Arriva però il momento della resa dei conti che, per l’insider, corrisponde a un servizio del tutto inventato. «Un migrante – racconta – aveva fatto incidente con la macchina e ne era uscito sbraitando contro le forze dell’ordine. Dalla redazione arriva l’ordine: “Facciamo qualcosa su questo caso, ventilando la pista del terrorismo islamico”. Vado sul posto, parlo con tutti i personaggi coinvolti, ma nessuno, neanche il sindaco di centrodestra, pensa che sia un caso di terrorismo. Più semplicemente è stato lo stress psicologico a far andar fuori di testa il migrante. Alla fine il pezzo non ha l’elemento islamista. E non va bene: bisogna per forza infilarcelo».

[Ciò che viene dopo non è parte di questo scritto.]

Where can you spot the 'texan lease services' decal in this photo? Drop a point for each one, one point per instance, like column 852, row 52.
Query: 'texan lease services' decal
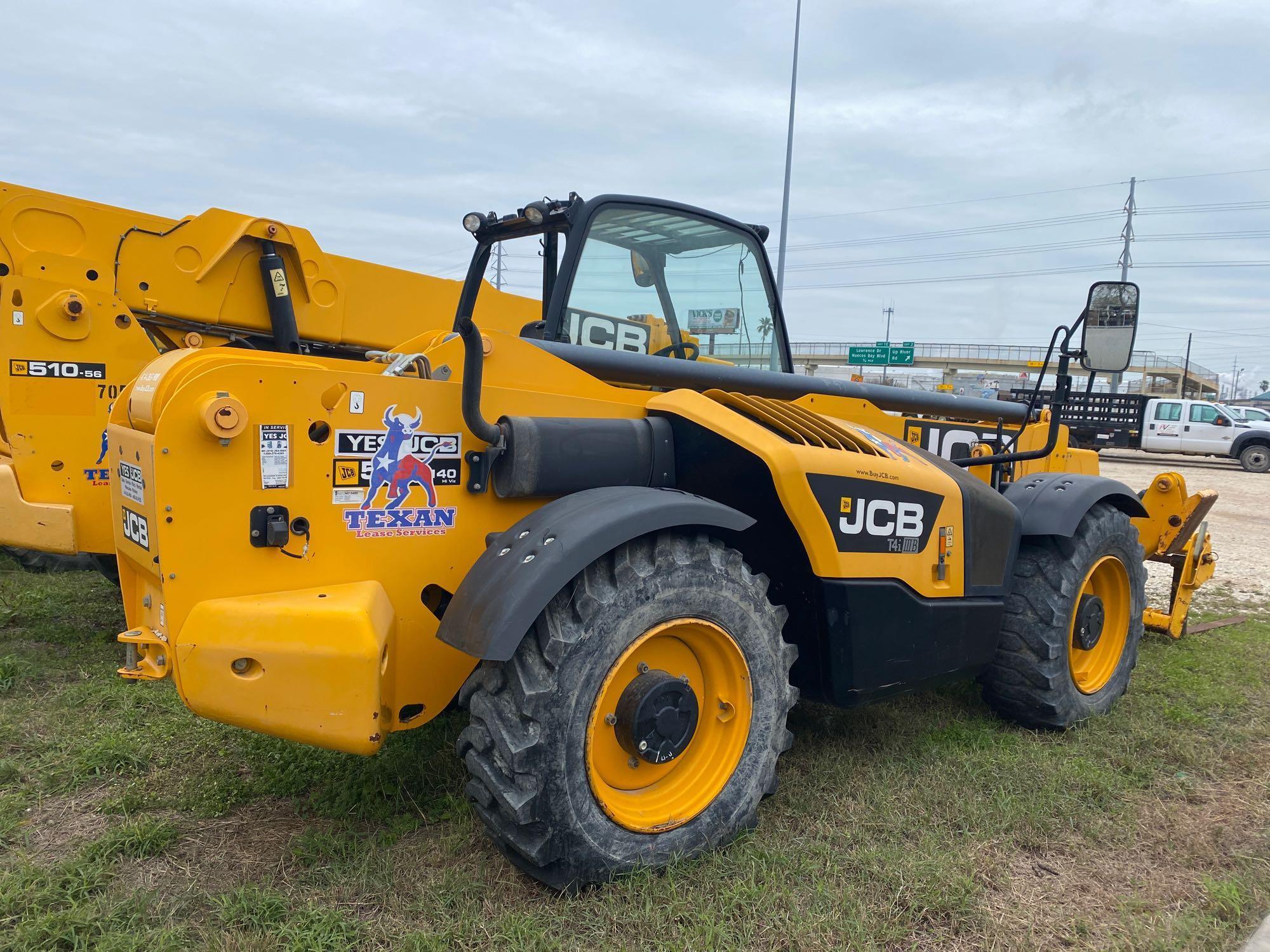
column 57, row 370
column 876, row 517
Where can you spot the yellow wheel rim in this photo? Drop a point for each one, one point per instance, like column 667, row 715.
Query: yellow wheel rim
column 1094, row 668
column 657, row 798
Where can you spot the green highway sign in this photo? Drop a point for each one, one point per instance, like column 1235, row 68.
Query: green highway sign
column 882, row 355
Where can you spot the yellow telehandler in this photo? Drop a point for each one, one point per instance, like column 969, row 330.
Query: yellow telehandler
column 627, row 559
column 95, row 293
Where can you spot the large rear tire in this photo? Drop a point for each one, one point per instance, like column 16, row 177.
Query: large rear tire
column 553, row 753
column 1073, row 624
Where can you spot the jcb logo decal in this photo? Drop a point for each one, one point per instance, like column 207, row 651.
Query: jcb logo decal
column 871, row 516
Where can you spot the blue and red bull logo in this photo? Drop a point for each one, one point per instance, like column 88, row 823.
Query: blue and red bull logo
column 97, row 475
column 393, row 477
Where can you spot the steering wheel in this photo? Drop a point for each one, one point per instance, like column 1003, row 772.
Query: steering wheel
column 686, row 346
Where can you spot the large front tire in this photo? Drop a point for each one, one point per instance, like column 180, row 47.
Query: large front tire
column 1051, row 671
column 540, row 751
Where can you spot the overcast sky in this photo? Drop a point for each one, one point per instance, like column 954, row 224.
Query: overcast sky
column 378, row 125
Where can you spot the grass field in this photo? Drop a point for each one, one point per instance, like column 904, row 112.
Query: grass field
column 926, row 822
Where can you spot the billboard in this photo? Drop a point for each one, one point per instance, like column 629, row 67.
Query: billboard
column 714, row 321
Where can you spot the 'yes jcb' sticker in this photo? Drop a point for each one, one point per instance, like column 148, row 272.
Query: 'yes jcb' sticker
column 137, row 529
column 869, row 516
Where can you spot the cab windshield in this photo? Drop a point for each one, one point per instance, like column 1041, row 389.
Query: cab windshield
column 671, row 285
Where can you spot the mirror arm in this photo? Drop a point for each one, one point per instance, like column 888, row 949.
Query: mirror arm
column 1062, row 388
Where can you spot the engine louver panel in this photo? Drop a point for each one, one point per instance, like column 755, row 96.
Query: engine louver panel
column 796, row 423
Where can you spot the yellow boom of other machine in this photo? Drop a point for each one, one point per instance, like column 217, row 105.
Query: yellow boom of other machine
column 93, row 294
column 624, row 559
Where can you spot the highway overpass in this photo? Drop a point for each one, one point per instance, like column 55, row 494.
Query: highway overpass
column 1159, row 374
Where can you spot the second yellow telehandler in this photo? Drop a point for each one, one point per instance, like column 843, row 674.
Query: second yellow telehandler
column 624, row 558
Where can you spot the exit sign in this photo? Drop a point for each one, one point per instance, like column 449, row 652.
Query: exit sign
column 883, row 354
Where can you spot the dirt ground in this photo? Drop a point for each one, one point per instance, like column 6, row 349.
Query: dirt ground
column 1240, row 522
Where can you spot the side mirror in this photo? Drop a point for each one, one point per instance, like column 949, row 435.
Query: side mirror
column 1111, row 327
column 642, row 271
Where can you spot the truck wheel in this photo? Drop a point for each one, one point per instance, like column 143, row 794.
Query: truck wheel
column 639, row 720
column 1255, row 459
column 1073, row 624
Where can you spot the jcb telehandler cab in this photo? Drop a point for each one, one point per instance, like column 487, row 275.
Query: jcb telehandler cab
column 91, row 294
column 627, row 559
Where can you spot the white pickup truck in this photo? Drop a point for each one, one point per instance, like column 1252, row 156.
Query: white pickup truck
column 1166, row 426
column 1201, row 428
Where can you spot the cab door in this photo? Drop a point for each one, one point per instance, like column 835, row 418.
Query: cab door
column 1207, row 430
column 1165, row 427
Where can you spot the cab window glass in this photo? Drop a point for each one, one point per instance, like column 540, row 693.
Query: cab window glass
column 667, row 284
column 1203, row 413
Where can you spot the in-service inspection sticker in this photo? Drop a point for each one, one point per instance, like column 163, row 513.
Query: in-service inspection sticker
column 275, row 456
column 57, row 370
column 137, row 529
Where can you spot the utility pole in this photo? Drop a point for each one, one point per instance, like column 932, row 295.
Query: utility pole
column 1127, row 261
column 888, row 312
column 498, row 266
column 789, row 161
column 1182, row 384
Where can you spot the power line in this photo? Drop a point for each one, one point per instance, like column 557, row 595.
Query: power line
column 972, row 230
column 959, row 201
column 1205, row 176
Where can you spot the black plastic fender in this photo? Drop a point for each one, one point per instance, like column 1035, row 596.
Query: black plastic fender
column 1252, row 439
column 1055, row 503
column 525, row 567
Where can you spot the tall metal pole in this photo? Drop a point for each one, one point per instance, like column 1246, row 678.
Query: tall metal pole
column 498, row 266
column 789, row 161
column 1126, row 261
column 1182, row 384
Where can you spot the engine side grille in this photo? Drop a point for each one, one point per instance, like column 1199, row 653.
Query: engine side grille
column 796, row 423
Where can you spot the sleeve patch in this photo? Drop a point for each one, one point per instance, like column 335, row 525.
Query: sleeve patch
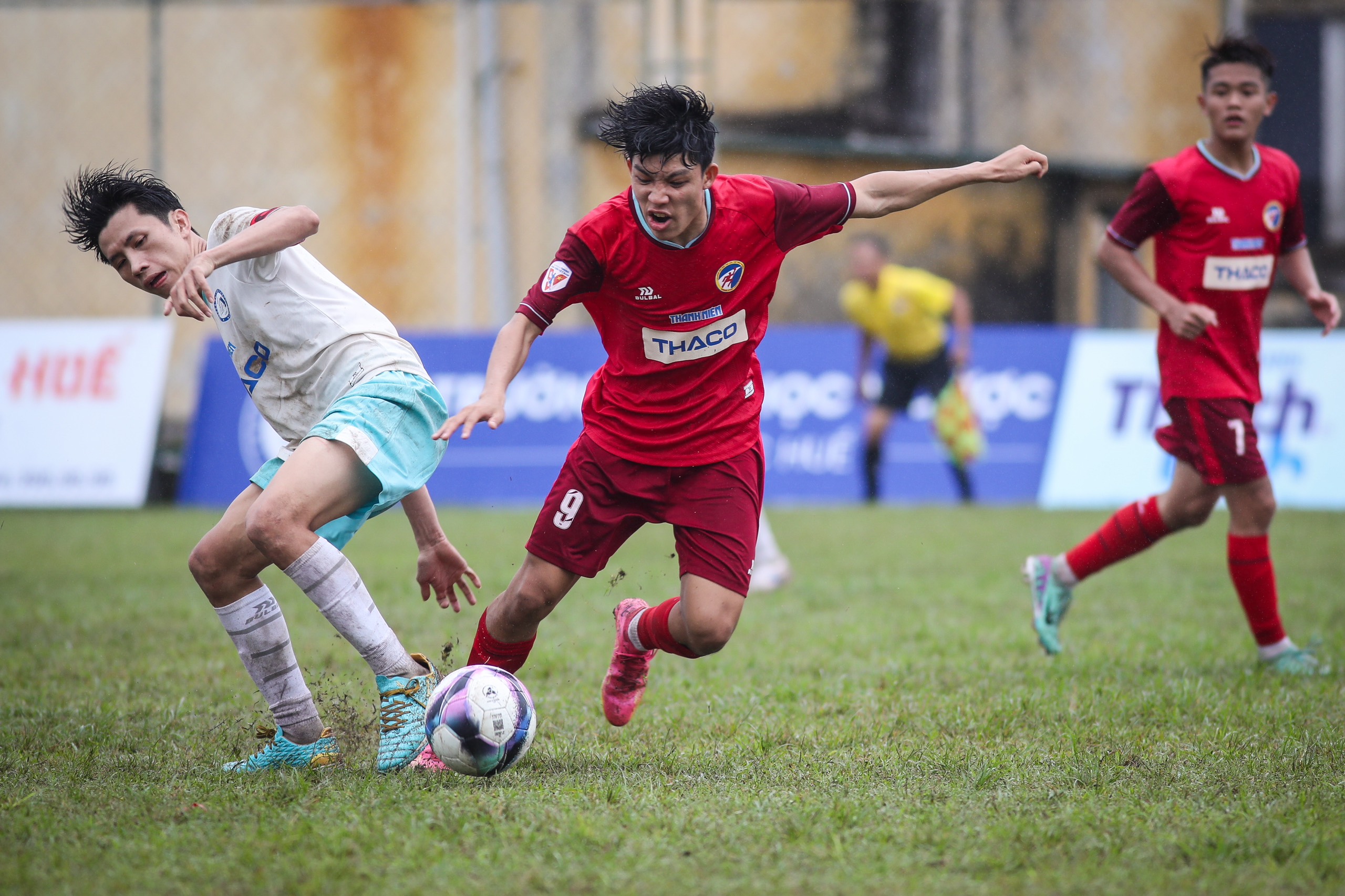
column 556, row 276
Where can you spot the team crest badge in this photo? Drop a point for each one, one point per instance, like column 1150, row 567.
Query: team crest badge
column 556, row 276
column 1273, row 216
column 729, row 276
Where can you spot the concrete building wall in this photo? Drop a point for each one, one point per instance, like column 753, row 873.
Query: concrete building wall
column 377, row 116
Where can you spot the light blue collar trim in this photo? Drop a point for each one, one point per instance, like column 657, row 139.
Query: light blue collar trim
column 1211, row 159
column 709, row 217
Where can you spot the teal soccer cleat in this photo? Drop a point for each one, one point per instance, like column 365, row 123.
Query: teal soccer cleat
column 402, row 715
column 1050, row 602
column 279, row 753
column 1300, row 661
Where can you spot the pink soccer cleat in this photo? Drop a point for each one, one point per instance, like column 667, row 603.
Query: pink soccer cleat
column 623, row 688
column 428, row 760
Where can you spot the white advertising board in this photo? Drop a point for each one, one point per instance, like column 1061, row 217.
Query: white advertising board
column 1103, row 452
column 80, row 408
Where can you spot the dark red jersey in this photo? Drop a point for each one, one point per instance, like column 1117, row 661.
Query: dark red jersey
column 1218, row 237
column 681, row 385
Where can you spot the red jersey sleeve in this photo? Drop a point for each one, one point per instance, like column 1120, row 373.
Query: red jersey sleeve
column 571, row 276
column 1295, row 236
column 803, row 214
column 1149, row 210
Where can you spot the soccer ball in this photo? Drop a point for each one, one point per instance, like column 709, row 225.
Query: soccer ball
column 481, row 720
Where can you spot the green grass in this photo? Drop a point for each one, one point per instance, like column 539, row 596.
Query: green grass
column 885, row 724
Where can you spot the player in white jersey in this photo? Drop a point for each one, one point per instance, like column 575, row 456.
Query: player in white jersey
column 328, row 372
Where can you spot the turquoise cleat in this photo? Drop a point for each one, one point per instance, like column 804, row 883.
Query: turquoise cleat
column 1050, row 602
column 1300, row 661
column 401, row 738
column 279, row 753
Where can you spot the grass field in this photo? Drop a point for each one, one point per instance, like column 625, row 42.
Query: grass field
column 885, row 724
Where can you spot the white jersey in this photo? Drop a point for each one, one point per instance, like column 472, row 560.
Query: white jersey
column 298, row 336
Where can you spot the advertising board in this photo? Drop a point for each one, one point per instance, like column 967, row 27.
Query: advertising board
column 1103, row 451
column 811, row 419
column 80, row 409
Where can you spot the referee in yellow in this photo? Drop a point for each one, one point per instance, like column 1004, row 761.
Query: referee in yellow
column 908, row 310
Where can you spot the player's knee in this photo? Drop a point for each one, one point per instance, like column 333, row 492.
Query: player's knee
column 1191, row 513
column 206, row 564
column 710, row 635
column 265, row 526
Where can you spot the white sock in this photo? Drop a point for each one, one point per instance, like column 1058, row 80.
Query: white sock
column 261, row 637
column 767, row 548
column 330, row 580
column 1062, row 571
column 1271, row 652
column 633, row 631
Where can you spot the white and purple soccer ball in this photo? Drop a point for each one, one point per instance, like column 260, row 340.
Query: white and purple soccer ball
column 481, row 720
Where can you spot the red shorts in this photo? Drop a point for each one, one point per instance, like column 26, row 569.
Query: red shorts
column 1216, row 436
column 601, row 499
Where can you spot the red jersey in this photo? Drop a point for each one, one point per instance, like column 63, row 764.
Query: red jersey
column 1218, row 236
column 682, row 385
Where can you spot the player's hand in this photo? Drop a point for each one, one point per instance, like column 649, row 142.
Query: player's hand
column 441, row 568
column 1016, row 164
column 1325, row 308
column 190, row 296
column 1189, row 319
column 489, row 411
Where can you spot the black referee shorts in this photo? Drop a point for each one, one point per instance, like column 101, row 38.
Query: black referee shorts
column 902, row 380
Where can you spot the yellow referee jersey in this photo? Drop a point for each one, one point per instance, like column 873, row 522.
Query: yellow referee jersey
column 907, row 311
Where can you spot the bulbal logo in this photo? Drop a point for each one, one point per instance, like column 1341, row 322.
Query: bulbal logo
column 1273, row 216
column 221, row 307
column 729, row 276
column 556, row 276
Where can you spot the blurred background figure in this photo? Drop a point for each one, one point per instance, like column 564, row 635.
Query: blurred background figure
column 907, row 310
column 771, row 571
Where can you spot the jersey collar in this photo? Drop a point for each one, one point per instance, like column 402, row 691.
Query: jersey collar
column 1245, row 178
column 645, row 225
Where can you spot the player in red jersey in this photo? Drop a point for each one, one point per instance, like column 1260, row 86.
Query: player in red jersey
column 677, row 274
column 1220, row 213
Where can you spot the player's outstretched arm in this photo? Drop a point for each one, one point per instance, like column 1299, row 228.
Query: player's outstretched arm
column 282, row 229
column 1187, row 319
column 440, row 567
column 1301, row 275
column 887, row 192
column 508, row 358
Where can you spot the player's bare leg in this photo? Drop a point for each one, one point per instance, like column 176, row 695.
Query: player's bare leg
column 697, row 623
column 876, row 424
column 508, row 629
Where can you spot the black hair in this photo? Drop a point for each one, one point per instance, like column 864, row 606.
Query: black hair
column 1236, row 49
column 662, row 121
column 95, row 195
column 876, row 241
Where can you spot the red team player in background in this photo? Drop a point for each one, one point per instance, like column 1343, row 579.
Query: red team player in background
column 677, row 274
column 1220, row 214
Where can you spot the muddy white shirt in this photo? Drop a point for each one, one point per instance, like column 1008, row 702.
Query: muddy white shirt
column 299, row 337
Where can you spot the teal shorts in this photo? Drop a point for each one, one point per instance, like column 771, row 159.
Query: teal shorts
column 389, row 420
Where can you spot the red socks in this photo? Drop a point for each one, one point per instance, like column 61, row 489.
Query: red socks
column 488, row 652
column 1130, row 530
column 654, row 631
column 1254, row 578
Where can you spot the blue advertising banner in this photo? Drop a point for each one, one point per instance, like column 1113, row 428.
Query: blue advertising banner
column 811, row 419
column 1103, row 451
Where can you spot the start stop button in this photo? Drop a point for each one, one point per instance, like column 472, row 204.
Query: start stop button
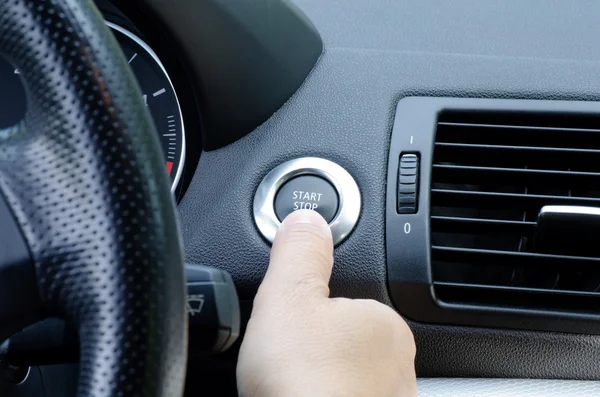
column 308, row 183
column 307, row 192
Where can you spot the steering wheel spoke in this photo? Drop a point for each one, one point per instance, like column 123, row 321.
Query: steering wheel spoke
column 84, row 177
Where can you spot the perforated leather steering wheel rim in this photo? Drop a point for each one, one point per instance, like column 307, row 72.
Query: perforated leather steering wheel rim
column 84, row 177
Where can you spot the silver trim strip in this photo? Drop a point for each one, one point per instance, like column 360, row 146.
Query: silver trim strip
column 458, row 387
column 152, row 54
column 349, row 195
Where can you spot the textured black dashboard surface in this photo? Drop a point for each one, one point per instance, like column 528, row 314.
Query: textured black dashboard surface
column 377, row 52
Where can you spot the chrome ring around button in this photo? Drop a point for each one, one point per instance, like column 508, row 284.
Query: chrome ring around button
column 349, row 195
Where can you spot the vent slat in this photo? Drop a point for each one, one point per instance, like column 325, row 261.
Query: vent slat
column 523, row 135
column 507, row 156
column 483, row 257
column 473, row 225
column 492, row 174
column 518, row 289
column 529, row 178
column 524, row 202
column 562, row 130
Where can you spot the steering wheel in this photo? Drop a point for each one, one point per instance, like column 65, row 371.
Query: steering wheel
column 83, row 186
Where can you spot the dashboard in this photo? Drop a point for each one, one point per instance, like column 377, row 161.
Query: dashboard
column 360, row 101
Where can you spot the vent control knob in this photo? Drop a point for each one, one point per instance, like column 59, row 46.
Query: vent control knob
column 408, row 184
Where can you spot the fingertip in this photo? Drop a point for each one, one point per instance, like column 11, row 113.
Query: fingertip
column 305, row 216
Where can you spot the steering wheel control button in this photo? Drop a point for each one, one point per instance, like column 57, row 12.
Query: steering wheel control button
column 213, row 310
column 307, row 192
column 308, row 183
column 408, row 184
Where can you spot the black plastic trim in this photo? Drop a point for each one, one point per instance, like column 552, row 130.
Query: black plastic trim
column 409, row 248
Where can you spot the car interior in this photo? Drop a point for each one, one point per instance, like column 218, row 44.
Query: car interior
column 452, row 146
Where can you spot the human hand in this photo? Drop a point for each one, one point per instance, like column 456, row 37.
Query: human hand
column 300, row 342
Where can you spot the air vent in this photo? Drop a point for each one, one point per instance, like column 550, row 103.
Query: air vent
column 492, row 174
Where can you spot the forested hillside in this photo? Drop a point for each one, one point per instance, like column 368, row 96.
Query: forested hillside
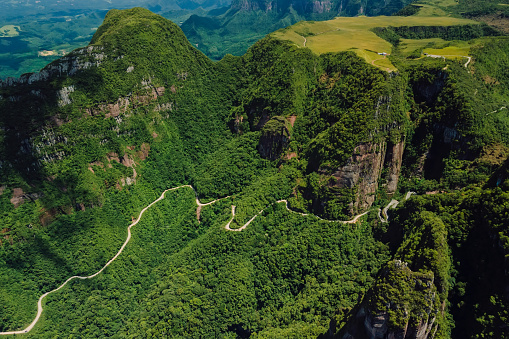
column 98, row 135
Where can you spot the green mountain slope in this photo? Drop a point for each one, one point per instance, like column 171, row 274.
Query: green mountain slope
column 99, row 134
column 245, row 22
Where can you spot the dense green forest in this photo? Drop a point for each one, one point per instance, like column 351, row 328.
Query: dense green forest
column 101, row 133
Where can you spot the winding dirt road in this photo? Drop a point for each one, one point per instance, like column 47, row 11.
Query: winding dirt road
column 228, row 228
column 200, row 205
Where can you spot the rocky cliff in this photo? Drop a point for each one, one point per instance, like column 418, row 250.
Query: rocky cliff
column 402, row 304
column 366, row 168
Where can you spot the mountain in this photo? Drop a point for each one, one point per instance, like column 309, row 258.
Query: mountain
column 34, row 33
column 304, row 145
column 246, row 21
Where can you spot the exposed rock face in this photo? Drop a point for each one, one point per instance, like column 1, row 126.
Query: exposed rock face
column 363, row 171
column 275, row 138
column 83, row 58
column 394, row 160
column 410, row 298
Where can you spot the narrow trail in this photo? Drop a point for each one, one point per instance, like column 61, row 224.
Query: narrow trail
column 392, row 204
column 228, row 228
column 200, row 205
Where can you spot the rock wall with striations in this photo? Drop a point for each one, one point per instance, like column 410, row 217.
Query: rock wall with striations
column 364, row 170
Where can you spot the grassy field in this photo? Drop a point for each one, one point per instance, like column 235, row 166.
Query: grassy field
column 9, row 31
column 343, row 33
column 450, row 51
column 407, row 46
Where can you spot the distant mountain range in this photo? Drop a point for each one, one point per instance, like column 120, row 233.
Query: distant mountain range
column 233, row 29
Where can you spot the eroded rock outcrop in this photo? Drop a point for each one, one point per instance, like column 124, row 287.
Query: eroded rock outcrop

L’inviato-insider si rifiuta, toglie la firma dal servizio, ma questo va comunque in onda e contiene indebitamente la pista del terrorismo. «In quel momento ho deciso di andare via, e ho pensato di scrivere quello che avevo vissuto, e rispetto al quale mi ero vergognato per un anno, in un libro. Amo il giornalismo e credo nella sua funzione di smuovere le coscienze raccontando ciò che accade nel mondo. Lì, invece, il meccanismo era esattamente l’opposto. Forse queste pagine sono servite a redimermi». Resta però una domanda: e ora? «Il problema è che tutti i programmi si stanno uniformando a uno stile gridato e fatto da servizi molto brevi e diretti. Se tutti però ci rifiutassimo e denunciassimo quest’andazzo, forse i racconti manipolati non andrebbero più in onda. È un problema di sistema però. Noi inviati siamo tutti precari e nessuno ci rappresenta, ma un briciolo di coscienza collettiva sarebbe, oggi più che mai, fondamentale».